November 30, 20205 yr Author Right on, ty itimpi! So as a general rule of thumbs: adding multiple data drives at once = fine. Adding data + parity drives = not (do them as separate tasks). Makes sense. I'm just a new user and don't want to make any assumptions as to how unraid operates.
November 30, 20205 yr Community Expert I should have reviewed the thread since I overlooked the fact you were replacing a disk. Of course that has to be done separately and before any other changes. You can add data and parity drives at the same time (through new config), but you must replace / rebuild a disk separately. If the disk actually needs replacing due to problems then that should be done before anything else.

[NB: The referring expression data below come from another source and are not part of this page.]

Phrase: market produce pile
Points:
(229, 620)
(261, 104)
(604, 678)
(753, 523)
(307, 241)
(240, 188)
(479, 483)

December 1, 20205 yr Author No worries trurl, I imagine you're managing thousands of threads on this board lol. I've begun a rebuild but it'll take 12 hours. Probably tomorrow I'll pop on and update the OP with a summary of steps taken for these particular drives (WD Red Plus).
December 2, 20205 yr Author Everything has been updating swimmingly, just taking a while given the drives I got (14 hours each). I had a question about extended SMART tests though: can I run them while the array is up and running? Will things like mover jobs be interrupted by extended SMART tests if I run them at night?
December 2, 20205 yr Community Expert 17 minutes ago, codearoni said: can I run them while the array is up and running? Yes, they ruin on the background, but avoid heavy i/o or they will take much longer.
December 3, 20205 yr Author Thanks to everyone for the help on this issue! I've updated my OP with my triage steps. Hopefully it'll help future WD Red users in the future. I've got my array back online. The rebuild process was incredibly easy. Hardest part of this whole thing was waiting on the RMA drive. It's only strengthened the idea that Unraid was the right choice for my NAS.